To protect the data in case of one or multiple drive failure and deliver maximum performance to the file system, On Demand System (ODS) selected to use Xinnor’s xiRAID Classic.

xiRAID Classic is an advanced software RAID engine designed to handle the high level of parallelism of NVMe SSD. It leverages optimal utilization of Advance Vector Extension (AVX) technology of modern CPUs to quickly run the parity checksums and combines it with its proprietary lockless data path, the ability to dynamically allocate the stripe to the available CPU core, to evenly distribute the load across all the available CPU cores, minimizing overall CPU utilization and maximizing the performance.

xiRAID was deployed in each Server as follows:

  • 2x drives in RAID1 for MetaData
  • 10x drives in RAID 6 (8+2) for OST1
  • 10x drives in RAID 6 (8+2) for OST2
  • 2x drives as Global Spares

RAW capacity: 737TB
Net user capacity: 492TB

This configuration was selected to maximize support high IOPS and throughput by providing more than sufficient capacity to handle the metadata and almost 500TB of storage to the users. The architecture is designed to survive multiple drive failures and by having spare drives pre-installed in the servers it avoids downtime for maintenance in case one or more drives need to be replaced.

xiRAID Benefits

xiRAID is engineered to optimize data protection and access speeds within storage environments. In this deployment, xiRAID played a critical role in:

1. Data protection: xiRAID employs advanced algorithms to provide redundancy and fault tolerance, ensuring that data remains safe even in the event of multiple drive failures. The implementation in RAID 6 allows to withstand the concurrent failure of 2 drives in each OST, giving peace of mind in term of data accessibility.

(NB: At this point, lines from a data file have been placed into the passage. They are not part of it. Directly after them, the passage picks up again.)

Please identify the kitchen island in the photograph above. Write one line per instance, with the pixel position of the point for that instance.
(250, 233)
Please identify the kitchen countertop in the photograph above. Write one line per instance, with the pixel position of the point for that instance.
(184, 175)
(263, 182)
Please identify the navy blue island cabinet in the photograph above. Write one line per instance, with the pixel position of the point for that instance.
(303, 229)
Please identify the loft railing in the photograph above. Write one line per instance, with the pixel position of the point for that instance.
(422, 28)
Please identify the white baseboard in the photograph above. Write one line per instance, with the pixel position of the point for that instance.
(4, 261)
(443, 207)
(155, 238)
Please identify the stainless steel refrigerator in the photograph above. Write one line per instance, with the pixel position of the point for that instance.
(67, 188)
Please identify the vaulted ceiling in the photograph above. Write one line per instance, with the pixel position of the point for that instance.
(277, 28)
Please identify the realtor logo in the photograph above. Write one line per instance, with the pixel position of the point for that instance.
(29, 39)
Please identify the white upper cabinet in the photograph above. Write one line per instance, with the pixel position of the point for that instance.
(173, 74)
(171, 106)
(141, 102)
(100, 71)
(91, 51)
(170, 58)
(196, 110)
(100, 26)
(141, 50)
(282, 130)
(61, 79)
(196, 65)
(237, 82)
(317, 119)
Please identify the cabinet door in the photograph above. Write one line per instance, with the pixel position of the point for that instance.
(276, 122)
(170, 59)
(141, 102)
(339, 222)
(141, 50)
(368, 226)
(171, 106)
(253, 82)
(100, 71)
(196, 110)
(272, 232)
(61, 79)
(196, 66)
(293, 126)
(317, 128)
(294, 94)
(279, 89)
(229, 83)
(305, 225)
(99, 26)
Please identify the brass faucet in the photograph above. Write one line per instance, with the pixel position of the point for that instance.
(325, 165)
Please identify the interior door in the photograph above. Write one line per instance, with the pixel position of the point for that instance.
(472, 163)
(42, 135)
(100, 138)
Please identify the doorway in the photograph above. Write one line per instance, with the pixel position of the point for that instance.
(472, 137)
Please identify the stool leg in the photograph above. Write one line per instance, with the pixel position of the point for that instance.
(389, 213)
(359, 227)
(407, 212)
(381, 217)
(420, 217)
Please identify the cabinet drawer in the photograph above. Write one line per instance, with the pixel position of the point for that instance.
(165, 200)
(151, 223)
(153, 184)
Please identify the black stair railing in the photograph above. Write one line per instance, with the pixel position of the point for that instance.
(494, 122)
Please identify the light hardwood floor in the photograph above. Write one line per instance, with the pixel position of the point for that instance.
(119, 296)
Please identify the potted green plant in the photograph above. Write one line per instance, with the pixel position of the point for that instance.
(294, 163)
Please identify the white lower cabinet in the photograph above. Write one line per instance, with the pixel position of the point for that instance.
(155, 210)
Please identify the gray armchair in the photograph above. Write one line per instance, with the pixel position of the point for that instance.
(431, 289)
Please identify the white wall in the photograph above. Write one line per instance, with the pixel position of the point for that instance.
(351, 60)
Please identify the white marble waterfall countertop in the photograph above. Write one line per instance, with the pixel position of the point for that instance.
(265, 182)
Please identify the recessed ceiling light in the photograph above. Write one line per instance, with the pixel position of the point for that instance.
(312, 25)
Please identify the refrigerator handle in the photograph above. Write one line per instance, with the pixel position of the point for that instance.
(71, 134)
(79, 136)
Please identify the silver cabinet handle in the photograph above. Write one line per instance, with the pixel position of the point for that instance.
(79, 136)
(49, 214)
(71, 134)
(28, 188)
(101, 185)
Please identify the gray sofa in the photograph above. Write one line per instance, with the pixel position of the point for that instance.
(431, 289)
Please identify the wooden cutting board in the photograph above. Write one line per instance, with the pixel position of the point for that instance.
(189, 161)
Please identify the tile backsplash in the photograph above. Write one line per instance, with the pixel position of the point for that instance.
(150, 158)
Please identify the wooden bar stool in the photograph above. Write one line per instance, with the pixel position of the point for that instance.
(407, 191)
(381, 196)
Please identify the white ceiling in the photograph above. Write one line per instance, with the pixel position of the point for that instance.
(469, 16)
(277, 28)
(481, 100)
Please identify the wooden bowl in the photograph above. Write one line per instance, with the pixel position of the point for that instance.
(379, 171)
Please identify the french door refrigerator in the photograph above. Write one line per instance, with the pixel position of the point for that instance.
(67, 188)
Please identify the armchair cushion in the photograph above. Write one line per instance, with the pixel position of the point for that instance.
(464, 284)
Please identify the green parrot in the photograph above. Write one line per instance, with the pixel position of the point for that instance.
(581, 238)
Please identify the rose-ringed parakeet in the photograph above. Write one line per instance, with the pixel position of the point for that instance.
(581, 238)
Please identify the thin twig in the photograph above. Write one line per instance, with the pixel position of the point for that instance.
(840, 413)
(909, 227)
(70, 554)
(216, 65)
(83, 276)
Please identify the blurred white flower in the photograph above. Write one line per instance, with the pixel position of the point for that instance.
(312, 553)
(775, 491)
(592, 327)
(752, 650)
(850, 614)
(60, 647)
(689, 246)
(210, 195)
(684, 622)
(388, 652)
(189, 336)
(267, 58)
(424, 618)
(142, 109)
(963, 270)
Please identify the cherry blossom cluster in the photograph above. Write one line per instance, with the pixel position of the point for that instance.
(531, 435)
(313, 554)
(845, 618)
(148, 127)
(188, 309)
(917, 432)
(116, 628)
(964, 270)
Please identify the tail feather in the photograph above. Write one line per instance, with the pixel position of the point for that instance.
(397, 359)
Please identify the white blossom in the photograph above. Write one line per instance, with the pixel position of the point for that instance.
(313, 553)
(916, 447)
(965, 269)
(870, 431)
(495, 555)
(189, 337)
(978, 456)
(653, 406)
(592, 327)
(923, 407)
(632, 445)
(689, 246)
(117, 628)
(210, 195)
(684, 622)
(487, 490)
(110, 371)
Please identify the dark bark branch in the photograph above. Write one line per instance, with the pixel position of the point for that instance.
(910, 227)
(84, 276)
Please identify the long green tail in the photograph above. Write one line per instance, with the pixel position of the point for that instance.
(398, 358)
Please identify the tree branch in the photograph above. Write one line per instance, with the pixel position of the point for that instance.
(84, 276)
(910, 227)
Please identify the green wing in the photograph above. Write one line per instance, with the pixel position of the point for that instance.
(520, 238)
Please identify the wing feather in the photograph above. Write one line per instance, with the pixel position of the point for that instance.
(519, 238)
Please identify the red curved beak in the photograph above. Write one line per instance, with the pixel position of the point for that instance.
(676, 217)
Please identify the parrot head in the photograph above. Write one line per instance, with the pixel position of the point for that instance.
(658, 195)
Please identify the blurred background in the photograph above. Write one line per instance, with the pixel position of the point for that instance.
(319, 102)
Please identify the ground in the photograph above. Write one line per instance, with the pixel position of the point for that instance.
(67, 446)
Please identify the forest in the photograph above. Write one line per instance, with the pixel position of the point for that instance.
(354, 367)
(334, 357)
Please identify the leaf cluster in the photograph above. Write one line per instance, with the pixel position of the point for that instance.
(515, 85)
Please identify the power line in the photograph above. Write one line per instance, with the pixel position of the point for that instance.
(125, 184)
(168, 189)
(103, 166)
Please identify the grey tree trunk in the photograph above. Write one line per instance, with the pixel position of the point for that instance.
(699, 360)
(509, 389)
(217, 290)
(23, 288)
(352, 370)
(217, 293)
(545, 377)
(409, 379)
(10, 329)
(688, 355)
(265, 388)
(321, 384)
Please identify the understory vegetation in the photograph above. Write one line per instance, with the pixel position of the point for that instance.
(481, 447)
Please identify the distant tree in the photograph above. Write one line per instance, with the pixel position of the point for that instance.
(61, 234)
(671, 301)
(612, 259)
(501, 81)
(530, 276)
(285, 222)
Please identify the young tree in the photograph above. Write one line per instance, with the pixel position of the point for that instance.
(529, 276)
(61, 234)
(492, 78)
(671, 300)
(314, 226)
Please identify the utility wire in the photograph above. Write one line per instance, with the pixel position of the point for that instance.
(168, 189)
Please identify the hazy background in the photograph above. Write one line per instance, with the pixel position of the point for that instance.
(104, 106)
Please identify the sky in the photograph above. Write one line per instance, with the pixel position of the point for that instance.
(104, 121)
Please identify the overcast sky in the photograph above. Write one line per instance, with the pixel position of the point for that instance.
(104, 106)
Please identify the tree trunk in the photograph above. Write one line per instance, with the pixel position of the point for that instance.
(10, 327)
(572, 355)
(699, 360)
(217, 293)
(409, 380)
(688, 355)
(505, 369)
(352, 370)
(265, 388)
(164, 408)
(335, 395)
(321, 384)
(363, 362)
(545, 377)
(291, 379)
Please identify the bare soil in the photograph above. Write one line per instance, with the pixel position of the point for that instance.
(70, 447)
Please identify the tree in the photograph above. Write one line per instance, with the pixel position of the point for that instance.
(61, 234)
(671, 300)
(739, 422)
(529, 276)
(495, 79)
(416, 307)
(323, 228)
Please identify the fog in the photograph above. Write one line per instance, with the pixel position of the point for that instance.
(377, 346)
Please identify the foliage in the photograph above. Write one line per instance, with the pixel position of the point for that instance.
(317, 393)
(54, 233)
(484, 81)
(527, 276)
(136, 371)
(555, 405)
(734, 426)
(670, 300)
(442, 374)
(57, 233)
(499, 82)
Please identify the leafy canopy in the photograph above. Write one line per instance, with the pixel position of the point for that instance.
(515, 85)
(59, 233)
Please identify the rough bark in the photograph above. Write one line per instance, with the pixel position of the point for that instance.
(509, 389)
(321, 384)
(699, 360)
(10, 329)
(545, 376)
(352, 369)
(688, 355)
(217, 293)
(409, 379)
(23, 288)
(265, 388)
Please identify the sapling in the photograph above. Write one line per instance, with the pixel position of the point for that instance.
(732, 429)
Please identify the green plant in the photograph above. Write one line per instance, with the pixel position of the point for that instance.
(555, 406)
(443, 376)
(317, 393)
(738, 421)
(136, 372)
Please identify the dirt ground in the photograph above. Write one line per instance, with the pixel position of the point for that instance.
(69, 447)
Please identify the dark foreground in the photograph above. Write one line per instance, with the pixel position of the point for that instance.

2. Performance acceleration: the cluster accelerated by xiRAID was able to saturate the 2x100Gb Infiniband ports, with measured sequential read performance of 24.7GB/s. This speed allows for faster data retrieval rates, particularly beneficial for GPU-accelerated compute tasks.

3. Ease of deployment: xiRAID Classic exposes a block device within the linux kernel, for easy integration with the file system. Mounting BeeGFS over xiRAID block device was straightforward requiring minimal manual intervention, which accelerated overall deployment time.

4. Scalability: in case in the future more performance is required, it will be sufficient to add more InfiniBand cards or increase their bandwidth. Indeed, the read performance measured within the cluster exceeds 215GB/s.

5. Cost optimization: xiRAID doesn’t require any hardware. There’s no need to install a x16 PCIe card dedicated to run the RAID, so no need to waste the PCIe slot and related PCIe lanes that can be better reserved for future network expansion.

Conclusion

The deployment of an On Demand PFS storage solution, accelerated and protected by xiRAID, at this leading university in Singapore exemplifies the successful integration of advanced storage technology in an academic environment. The solution not only met the immediate goals of providing fast data access and enhanced reliability, but it is also ready to support future research expansions. xiRAID played a pivotal role in ensuring ease of deployment, robust data protection, and impressive performance, thereby empowering researchers and engineers at the university to push the boundaries of scientific inquiry and technology development.